A holistic approach to sex education would emphasize the multifaceted nature of sexuality, highlighting its many interconnected dimensions (biological, medical, emotional, social, legal, etc.). However, special attention would be paid to sexual rights. Naturally, this would involve the transmission of knowledge. But it would also require a commitment to improving the social and psychosocial skills of individuals with a view to having an active role played by both the family and the network of health and social work professionals. Given the range of populations involved (migrants, persons seeking assistance, persons with disabilities, children and adolescents, victims of violence, etc.), social workers would appear to constitute the professional group best equipped to support and engage families in the sex education process. Accordingly, this article strongly emphasizes the potential role for social work professionals, highlighting the new frontiers and perspectives they could explore.
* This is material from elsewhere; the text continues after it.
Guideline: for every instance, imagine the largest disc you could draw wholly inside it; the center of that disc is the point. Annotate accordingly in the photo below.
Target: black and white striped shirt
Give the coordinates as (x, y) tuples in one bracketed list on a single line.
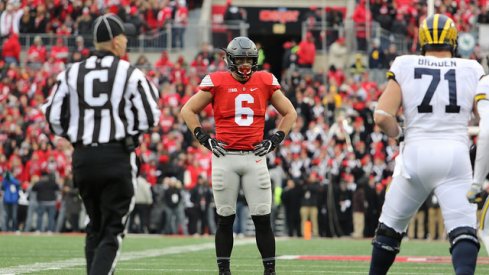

Based on a thorough review of the literature, this article identifies three significant shortcomings that the field of social work could help address. I begin by highlighting the need to take a less medicalized approach to FGM/C and sexuality by addressing health concerns alongside other factors better dealt with outside a hospital setting. Second, I address the paradox stemming from a binary opposition between the “private” (family values transmitted by parents responsible for their children's sexual education) and the “public” (social norms related to sexuality transmitted by health and social professionals) by exploring inequalities from the perspective of a family's origins and cultural circumstances. Finally, the third section of the article considers notions of gender equality, consent, and sexual self-determination in terms of the need to foster democratic and participatory forums for discussing sexual and gender norms.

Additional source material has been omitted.